Dinosaurs laying soft eggs may have buried them, given that a several-ton adult dinosaur that attempted to sit on such a fragile clutch would probably end up with scrambled eggs. Burying soft-shelled eggs also keeps them from drying out, says ecologist Ricky-John Spencer at Western Sydney University.
If dino moms did bury their eggs, the clutches might experience lower temperatures and develop more slowly—leading to “a more advanced hatchling,” that may have required less parental care, suggests Charles Deeming, a biologist at the University of Lincoln. There’s some evidence for that already in pterosaurs, winged reptiles related to dinosaurs that also laid soft-shelled eggs. Last year, Deeming and his colleague, David Unwin at the University of Leicester, argued that baby pterosaurs were so well-developed that they could fly immediately after hatching.

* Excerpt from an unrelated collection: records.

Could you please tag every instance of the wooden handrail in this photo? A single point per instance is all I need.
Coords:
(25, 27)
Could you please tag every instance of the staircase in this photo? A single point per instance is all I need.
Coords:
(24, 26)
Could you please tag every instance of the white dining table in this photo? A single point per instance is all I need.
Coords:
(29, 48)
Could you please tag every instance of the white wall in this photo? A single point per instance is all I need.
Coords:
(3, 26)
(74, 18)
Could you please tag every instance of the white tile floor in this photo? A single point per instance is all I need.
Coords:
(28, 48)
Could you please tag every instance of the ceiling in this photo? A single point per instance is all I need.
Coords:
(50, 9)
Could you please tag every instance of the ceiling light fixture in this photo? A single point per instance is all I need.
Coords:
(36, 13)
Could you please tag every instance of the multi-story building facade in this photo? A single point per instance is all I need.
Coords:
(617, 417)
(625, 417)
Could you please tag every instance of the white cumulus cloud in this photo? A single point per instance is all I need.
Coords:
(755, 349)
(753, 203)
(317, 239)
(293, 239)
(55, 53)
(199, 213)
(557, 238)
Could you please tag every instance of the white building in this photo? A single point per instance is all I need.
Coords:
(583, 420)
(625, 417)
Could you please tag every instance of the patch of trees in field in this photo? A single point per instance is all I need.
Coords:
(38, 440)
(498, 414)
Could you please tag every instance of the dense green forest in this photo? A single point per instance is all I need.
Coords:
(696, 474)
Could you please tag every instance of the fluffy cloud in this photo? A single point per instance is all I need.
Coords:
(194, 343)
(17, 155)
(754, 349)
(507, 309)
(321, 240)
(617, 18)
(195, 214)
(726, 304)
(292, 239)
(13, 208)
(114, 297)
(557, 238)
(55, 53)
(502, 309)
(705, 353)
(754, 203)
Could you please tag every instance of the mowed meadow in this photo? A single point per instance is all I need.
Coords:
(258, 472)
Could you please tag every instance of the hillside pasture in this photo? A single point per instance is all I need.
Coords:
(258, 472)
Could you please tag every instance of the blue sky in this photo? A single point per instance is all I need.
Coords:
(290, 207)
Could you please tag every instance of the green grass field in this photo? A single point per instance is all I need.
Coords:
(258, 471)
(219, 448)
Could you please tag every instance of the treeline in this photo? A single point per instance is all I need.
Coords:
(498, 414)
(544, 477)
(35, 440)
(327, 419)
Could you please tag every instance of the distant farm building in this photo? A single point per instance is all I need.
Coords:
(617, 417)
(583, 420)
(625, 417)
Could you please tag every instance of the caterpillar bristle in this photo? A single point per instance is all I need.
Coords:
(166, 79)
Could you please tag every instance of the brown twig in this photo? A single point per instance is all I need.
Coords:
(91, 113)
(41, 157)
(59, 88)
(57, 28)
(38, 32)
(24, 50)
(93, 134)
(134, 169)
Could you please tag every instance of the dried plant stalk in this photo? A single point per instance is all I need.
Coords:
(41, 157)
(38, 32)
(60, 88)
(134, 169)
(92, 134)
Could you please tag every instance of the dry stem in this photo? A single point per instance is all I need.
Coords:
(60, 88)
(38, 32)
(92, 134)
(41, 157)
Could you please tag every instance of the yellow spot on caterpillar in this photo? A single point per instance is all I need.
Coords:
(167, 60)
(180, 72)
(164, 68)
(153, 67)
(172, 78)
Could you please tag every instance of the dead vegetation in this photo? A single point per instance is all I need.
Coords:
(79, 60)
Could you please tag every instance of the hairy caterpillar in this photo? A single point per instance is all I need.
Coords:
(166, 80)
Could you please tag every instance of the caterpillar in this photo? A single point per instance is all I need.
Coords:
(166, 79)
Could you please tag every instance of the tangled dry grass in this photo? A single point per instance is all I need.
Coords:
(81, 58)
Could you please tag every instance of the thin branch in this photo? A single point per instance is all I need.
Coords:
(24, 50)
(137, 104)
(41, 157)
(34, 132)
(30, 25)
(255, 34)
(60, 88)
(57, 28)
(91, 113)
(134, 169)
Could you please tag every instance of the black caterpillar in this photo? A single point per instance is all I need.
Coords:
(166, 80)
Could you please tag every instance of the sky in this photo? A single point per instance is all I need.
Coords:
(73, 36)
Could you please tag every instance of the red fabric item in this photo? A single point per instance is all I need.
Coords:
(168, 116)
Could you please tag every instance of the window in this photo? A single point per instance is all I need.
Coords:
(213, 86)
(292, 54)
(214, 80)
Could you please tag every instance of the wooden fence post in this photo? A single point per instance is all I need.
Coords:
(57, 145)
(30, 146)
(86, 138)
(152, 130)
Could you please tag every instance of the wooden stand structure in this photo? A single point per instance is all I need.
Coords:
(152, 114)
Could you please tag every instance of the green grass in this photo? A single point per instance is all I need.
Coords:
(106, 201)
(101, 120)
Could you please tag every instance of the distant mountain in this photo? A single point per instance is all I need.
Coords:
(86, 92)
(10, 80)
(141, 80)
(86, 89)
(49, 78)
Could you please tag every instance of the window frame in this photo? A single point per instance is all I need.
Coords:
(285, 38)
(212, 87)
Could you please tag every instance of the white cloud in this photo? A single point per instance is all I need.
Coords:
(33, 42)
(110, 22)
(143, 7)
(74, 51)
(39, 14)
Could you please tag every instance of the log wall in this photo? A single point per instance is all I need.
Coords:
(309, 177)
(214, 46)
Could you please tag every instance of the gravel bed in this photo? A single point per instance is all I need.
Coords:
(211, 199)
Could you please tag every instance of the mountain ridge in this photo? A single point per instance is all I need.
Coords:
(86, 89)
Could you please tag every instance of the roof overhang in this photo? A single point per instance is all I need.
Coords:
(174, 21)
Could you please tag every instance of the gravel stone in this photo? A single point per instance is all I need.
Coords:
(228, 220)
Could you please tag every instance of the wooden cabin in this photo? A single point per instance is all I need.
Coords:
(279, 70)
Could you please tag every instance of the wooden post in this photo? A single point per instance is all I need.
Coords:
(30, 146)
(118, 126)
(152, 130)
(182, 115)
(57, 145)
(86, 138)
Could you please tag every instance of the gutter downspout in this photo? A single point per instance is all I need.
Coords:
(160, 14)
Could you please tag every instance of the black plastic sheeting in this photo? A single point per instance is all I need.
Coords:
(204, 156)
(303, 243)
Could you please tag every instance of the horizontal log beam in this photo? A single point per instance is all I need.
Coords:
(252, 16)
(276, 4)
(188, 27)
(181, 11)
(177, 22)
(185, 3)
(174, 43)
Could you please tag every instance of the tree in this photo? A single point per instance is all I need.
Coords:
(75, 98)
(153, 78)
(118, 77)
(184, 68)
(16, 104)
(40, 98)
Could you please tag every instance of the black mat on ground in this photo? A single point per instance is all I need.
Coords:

The second Nature study suggests some ancient marine giants laid soft-shelled eggs that may have hatched just minutes after they were laid. In 68-million-year-old rocks in Antarctica that formed on the sea floor, paleontologist Julia Clarke at the University of Texas, Austin, and colleagues discovered a 30-centimeter-long object that has the size and appearance of a deflated football. Under a microscope, the flimsy and crumpled walls of the object have the layered structure of a reptile egg—which is what Clarke thinks the object is.
It is the second largest fossil egg ever found and may have belonged to a mosasaur, a 10-meter-long marine predator. Some snakes and lizards, living mosasaur relatives, lay eggs with thin shells that hatch almost as soon as they are laid. The new find suggests mosasaurs may have, too.